Desembargador coordenou área de saúde de tribunal
Siqueira é ex-coordenador da SAS (Secretaria da Área de Saúde) do TJ/SP. Questionada, a assessoria de imprensa do tribunal não informou em qual ano ele assumiu o cargo, mas em 2018 ele deixou a função.
O magistrado assumiu como desembargador no TJ/SP em 2008. O caso vem repercutindo desde a manhã de hoje, e o termo “desembargador” chegou a ser um dos mais comentados do Twitter no Brasil.
A reportagem do UOL ofereceu ao TJ espaço para o desembargador se manifestar a respeito do ocorrido e até o momento não obteve resposta de Siqueira.
Desembargador chamou guarda de analfabeto
Nas imagens, que circulam em redes sociais, Siqueira é abordado por um homem da GCM, que pede “por favor” para ele colocar uma máscara. O desembargador é informado sobre o decreto, mas diz que o ato “não é lei” e se recusa.
O guarda, então, desce do carro para aplicar a multa. Siqueira afirma que já havia recebido uma infração: “Amassei e joguei na cara dele. Você quer que eu jogue na sua também?”, questiona.
Na filmagem, indignado ao ver que o guarda está executando a punição, Siqueira pega o celular e diz ligar para o secretário de Segurança de Santos, Sérgio Del Bel. Ao perceber que está sendo filmado, ele sorri e dá um sinal positivo para a câmera da GCM.
Durante o telefonema, ele diz que está “com um analfabeto” e alega que está sozinho na faixa de areia. Eduardo tenta passar o telefone ao guarda, que recusa.

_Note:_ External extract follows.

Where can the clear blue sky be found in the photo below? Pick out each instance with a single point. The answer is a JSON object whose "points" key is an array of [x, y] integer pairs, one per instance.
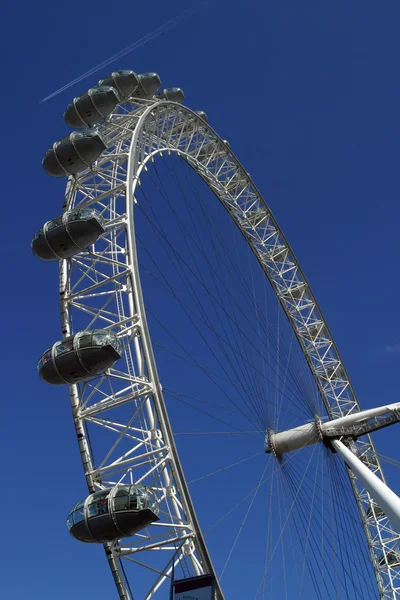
{"points": [[308, 95]]}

Tribunal diz não compactuar com atitude de desrespeito
No comunicado divulgado na tarde desde domingo, o TJ/SP afirma que “não compactua com atitudes de desrespeito às leis, regramentos administrativos ou de ofensas às pessoas”. “Muito pelo contrário, notadamente em momento de grave combate à pandemia instalada, segue com rigor as orientações técnicas voltadas à preservação da saúde de todos”, diz a nota da assessoria de imprensa.
Segundo o TJ/SP, o desembargador, a princípio, pode ter desrespeitado várias normas às quais está sujeito além do decreto municipal sobre o uso de máscaras, como uma resolução do CNJ (Conselho Nacional de Justiça), um decreto estadual, e uma decisão do próprio tribunal.